Шрифт:
Интервал:
Закладка:
Судя по снимкам, эта часть переулка была хорошо скрыта от посторонних глаз гаражом с одной стороны и задней стеной жилого здания с другой. Окна дома, выходившие в переулок, были исключительно окнами ванных комнат с глазурованными стеклами. В пятидесяти футах дальше, если идти от Эль-Сентро, переулок расширялся возле четырехэтажного здания с фабричными помещениями на верхних этажах, за ним находилась большая автостоянка. У Босха сложилось впечатление, что убийца прекрасно знал это место и понимал, что может беспрепятственно оставить труп позади автомастерской и никто его не заметит. Должно быть, он даже предвидел, что труп обнаружат утром, когда в переулке появятся люди, работающие в производственном здании.
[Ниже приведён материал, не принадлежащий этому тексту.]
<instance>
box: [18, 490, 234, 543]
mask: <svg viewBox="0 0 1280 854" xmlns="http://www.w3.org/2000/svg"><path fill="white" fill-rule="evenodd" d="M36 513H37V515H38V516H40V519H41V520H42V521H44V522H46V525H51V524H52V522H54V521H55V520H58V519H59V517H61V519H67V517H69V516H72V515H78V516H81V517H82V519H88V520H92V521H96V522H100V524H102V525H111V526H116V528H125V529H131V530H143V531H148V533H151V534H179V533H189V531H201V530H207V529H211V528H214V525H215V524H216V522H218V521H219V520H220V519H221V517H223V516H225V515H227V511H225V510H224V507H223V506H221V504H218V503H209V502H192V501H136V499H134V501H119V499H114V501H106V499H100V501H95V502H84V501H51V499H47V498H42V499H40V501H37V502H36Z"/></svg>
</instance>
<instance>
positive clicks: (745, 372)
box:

Затем Босх стал смотреть снятые крупным планом фотографии тела. Убитый был одет в серые шорты и розовую рубашку. На ногах было что-то вроде подследников – женщины пользуются ими, чтобы не натереть ступни, когда носят туфли без чулок. Голову обтягивала шапочка, какие надевают под парик. Воротник рубашки скрывал переплетенную проволоку, которая охватывала шею. Проволока была так сильно натянута, что врезалась в кожу. Крови убитый потерял мало, так как сердце остановилось почти сразу после того, как кожа на шее была прорезана.
Безволосые ноги Аллена были вытянуты, руки лежали на бедрах. На снятых крупным планом ладонях не было видно сломанных ногтей или крови. Возможно, Аллен не мог оказать сопротивление, когда ему на шею накинули проволочную петлю.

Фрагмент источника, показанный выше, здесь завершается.